Guildford pub bomb family in plea for government help
- Published
The family of a soldier killed in the Guildford pub bombings have asked the government to pay for their legal representation at an inquest, arguing "they should be in her corner".
Relatives of Ann Hamilton and their lawyers have been unable to attend hearings since legal aid was refused.
KRW Law said the family could be helped under arrangements for veterans in the Northern Ireland conflict.
The government has said it will respond to the family in due course.
Four soldiers and a civilian died and 65 were injured when two bombs exploded in the Surrey town on 5 October 1974. The case led to one of Britain's biggest miscarriages of justice when 11 people - the Guildford Four and Maguire Seven - were wrongly-convicted.
The IRA's Balcombe Street unit admitted the attacks but no-one else was prosecuted.
'Facts haven't come out'
Ann Hamilton's sister Cassandra Hamilton, speaking on behalf of the whole family, has hit out at the secrecy surrounding the case and the lack of support for relatives.
A massive disclosure process is under way as archives are reviewed ahead of a full inquest - a pre-inquest review last year heard some 700 classified files and 10,000 Surrey Police documents could be put before Surrey Coroner Richard Travers and a further hearing will take place on Wednesday.
But Ms Hamilton said all information should already be public.
"There are many facts that haven't come out, including the timings that night and where the police were," she said.
"Everything should have been made public as soon as the Guildford Four were convicted. If they were so adamant it was them, why was nothing available to look at?"
She said the biggest questions that remained for the family were what actions were taken after the IRA's Balcombe Street gang claimed responsibility for the bombings and why nobody else was prosecuted after the Guildford Four were released.

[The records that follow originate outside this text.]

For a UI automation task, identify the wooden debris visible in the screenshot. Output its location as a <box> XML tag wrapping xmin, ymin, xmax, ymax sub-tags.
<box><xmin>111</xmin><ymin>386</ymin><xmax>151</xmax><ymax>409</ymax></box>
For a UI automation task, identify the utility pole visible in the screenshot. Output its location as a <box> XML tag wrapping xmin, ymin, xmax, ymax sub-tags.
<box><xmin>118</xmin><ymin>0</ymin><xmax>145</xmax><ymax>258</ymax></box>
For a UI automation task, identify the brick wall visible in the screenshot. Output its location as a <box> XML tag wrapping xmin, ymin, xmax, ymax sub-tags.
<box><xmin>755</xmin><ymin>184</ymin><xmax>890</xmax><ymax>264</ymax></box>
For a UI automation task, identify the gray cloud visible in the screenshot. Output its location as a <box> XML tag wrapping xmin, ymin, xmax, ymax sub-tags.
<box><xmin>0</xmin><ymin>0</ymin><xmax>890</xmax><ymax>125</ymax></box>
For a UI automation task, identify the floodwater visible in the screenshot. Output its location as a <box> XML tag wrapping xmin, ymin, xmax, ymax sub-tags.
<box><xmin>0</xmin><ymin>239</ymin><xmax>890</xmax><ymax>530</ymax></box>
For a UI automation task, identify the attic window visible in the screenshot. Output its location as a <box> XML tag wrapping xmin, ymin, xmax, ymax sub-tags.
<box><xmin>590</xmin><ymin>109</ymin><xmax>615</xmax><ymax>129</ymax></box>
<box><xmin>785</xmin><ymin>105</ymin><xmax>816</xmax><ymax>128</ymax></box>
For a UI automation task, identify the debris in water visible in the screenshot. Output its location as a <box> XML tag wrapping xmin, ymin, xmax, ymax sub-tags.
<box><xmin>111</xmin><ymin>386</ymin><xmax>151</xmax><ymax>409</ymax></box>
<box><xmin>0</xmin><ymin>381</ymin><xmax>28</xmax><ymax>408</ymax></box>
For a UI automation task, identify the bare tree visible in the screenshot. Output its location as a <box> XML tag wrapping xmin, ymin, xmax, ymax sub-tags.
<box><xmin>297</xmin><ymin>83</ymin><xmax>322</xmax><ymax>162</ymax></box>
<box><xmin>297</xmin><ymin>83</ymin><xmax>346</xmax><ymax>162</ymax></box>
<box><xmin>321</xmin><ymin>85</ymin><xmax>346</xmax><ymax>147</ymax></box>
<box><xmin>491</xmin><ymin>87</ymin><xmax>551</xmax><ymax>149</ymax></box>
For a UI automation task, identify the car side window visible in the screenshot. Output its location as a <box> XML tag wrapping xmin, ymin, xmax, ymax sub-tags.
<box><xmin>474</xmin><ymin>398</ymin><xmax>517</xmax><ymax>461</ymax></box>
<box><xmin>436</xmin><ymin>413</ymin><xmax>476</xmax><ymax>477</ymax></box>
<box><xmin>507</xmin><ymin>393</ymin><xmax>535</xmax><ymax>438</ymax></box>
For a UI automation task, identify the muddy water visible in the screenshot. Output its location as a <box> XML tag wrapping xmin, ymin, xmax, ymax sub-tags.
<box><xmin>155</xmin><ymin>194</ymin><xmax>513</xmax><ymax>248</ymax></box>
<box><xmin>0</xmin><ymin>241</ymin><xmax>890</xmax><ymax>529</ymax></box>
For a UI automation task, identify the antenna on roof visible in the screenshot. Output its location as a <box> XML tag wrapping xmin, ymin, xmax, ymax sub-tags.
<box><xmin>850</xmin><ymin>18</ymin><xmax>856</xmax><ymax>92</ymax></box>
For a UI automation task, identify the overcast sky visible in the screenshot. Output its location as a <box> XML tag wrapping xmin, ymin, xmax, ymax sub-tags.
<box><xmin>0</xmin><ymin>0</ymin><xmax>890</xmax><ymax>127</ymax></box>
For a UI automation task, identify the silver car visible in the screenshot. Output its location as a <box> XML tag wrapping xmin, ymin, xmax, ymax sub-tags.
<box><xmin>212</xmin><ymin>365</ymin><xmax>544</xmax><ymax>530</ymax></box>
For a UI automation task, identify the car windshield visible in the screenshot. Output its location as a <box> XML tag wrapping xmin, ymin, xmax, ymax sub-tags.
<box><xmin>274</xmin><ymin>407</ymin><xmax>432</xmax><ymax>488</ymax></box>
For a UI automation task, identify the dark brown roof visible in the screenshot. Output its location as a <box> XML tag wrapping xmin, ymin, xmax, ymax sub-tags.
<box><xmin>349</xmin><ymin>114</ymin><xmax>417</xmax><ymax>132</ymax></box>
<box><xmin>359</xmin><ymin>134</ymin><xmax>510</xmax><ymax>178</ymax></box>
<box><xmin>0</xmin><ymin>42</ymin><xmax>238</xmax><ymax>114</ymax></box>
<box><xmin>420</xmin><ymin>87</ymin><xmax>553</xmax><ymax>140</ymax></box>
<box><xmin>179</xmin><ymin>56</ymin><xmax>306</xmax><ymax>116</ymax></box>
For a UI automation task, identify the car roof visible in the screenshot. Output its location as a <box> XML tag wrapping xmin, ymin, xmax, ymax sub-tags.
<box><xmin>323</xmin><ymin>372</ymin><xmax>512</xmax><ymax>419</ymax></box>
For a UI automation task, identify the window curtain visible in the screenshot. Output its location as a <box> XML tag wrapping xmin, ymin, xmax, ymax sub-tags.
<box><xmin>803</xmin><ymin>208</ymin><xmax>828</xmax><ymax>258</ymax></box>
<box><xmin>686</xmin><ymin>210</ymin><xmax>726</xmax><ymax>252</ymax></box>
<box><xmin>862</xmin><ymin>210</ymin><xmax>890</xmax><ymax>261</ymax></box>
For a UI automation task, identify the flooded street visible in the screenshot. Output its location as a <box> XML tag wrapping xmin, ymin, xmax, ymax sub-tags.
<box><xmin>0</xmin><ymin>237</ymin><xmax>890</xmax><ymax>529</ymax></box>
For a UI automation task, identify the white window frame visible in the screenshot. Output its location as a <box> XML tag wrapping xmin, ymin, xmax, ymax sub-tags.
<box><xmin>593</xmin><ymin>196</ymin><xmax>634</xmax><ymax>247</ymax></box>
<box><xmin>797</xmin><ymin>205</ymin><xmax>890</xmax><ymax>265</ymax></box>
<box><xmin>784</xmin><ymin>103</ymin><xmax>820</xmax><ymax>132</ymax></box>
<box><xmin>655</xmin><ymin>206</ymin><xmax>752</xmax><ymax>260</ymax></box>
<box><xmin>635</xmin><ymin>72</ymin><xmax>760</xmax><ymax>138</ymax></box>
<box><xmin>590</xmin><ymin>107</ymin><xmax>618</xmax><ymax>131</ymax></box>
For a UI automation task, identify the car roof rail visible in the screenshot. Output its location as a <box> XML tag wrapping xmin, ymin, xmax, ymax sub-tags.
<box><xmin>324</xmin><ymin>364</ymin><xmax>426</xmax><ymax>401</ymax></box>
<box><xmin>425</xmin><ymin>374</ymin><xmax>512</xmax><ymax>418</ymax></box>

After the family's lawyer Christopher Stanley wrote to the Office for Veterans' Affairs, part of the Cabinet Office, to request financial support, Ms Hamilton said: "They should be in Ann's corner. She chose to go and put her life on the line for the country."
She said in the decades since the bombings, the state had paid for several trials and appeals along with an inquiry by Sir John May after the wrongful convictions - costs that included legal aid.
"My parents received between £600 and £700 after Ann died and they paid for the funeral. That's what my sister's life was worth," she said.
Ms Hamilton, whose mother died last year, said the whole extended family, including children, aunts and uncles, was still living with the impact of what happened.
"My own daughter was doing history and RE which covered Ireland," she said. "She came home crying.
"I said 'you really need to stay out of class if it's going to affect you'. Nobody else in her classroom would have been as close to what the teacher was saying."
She said the family's scrapbook of news cuttings contained a series of discrepancies and there was still not a true picture of what happened in Guildford that year.
"The only true picture is my sister went to a party - it was a friend's birthday - and she never came home. Obviously she was killed but we still don't know by whom."
Ms Hamilton's family had applied to the Legal Aid Agency for funding, arguing the coroner, two police forces and the Ministry of Defence would be legally represented at the inquest while they would not.
Mr Stanley said KRW Law had represented the family without payment for two years and it was not sustainable to continue representing them pro bono.
But he also said this would be the last time the family could "effectively participate in an independent investigation into her death".
A Government spokesperson said: "Our thoughts remain with the families of the victims of the Guildford pub bombings. We have received a letter on behalf of the Hamilton family and will respond in due course."